A Windows desktop application, whose development team I'm part of uses the legacy MFC CArchive as its application file format to serialise both text files and binary files to and from disk. The app is used to localise strings contained in these text/binary files, and the CArchive encapsulates a translation "project," so it is generated as one monolithic file containing one or more of these sub-files.
This file format is showing its age in many ways and we are looking to change to something more modern. Our main concerns are that it is slow and takes up huge amounts of memory; it's not random access, so accessing an arbitrary file within the archive or even just generating a directory listing requires loading the entire thing into memory, so the space and time consumption of manipulating the archive is dependant on its size, and it's not feasible to do in-place updates of the archive either.

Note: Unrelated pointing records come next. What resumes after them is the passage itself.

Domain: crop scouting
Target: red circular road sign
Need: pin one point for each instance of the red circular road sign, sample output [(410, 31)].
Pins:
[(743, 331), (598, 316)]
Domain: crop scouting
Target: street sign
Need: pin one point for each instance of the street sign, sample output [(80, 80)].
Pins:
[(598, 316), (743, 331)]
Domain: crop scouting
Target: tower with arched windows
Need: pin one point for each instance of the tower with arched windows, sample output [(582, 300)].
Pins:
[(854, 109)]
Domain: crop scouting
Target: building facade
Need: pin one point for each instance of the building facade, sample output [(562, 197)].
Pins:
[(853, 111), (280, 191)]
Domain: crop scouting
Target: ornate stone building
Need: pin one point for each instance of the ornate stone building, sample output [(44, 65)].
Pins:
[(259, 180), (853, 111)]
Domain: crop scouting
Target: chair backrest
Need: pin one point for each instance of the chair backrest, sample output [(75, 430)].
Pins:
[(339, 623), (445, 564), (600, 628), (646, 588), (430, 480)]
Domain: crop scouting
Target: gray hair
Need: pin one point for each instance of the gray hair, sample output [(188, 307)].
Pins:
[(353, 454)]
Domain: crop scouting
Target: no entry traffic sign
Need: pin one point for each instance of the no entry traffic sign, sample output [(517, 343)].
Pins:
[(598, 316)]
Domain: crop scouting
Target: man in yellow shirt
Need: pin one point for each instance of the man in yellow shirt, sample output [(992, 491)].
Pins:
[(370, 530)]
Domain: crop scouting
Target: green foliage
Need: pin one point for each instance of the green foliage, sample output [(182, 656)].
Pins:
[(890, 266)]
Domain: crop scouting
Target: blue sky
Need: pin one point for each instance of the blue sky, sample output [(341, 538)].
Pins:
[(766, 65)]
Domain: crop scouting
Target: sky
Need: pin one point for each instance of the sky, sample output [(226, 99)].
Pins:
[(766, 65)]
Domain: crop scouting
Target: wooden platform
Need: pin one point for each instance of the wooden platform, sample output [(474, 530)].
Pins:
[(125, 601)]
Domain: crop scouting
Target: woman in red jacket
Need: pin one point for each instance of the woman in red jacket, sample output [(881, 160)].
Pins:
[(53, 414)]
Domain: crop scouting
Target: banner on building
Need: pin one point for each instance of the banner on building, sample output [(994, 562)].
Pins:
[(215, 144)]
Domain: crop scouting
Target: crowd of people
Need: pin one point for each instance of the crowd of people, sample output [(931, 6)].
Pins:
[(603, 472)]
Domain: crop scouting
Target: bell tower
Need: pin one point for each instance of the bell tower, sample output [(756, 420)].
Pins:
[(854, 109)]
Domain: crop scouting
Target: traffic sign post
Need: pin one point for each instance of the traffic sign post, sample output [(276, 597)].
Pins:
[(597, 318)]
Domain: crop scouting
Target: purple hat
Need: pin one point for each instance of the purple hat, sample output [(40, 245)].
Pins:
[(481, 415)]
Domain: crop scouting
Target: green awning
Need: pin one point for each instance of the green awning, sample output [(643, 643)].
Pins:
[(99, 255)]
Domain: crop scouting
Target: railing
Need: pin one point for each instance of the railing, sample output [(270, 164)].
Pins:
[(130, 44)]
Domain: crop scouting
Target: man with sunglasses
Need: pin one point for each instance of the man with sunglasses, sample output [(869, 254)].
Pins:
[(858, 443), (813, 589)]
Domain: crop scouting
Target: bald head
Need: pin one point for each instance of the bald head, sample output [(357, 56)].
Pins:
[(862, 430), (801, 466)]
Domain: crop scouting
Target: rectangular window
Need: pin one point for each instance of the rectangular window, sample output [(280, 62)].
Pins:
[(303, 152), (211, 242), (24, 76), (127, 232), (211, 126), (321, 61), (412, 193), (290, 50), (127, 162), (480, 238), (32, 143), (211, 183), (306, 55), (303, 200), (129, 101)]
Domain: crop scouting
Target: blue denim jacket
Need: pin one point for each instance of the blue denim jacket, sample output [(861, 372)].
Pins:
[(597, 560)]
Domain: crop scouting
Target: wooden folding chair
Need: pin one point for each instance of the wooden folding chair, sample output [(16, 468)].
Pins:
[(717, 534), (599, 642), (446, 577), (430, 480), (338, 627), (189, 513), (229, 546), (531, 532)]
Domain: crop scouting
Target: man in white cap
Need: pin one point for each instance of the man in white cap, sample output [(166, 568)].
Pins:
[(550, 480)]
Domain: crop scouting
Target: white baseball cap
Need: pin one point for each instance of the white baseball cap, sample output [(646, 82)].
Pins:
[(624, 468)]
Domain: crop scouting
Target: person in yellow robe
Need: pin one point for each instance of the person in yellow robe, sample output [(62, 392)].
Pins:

Finally, extending the format is painful, as it involves us littering our code with conditional statements that serialise certain fields (or not) to or from the archive depending on the value of the archive's version stamp.
I've spent some time looking around at the alternatives, and the ones that stand out are ZIP/7Z or SQLite, as ZIP already has most of the file management/indexing functionality built in, while SQLite would be ideal for the storage, retrieval and searching of strings, so I'm thinking some combination of the two technologies might be the way to go.
As far I can see, the trick would be organising or partitioning the SQLite DB in such a way that as it grows, it does not slow down, and searches can be restricted to individual files, either by creating one table per file or one DB per file, I'm not sure.
Has anyone else tried such a thing and if so, any advice?
Thanks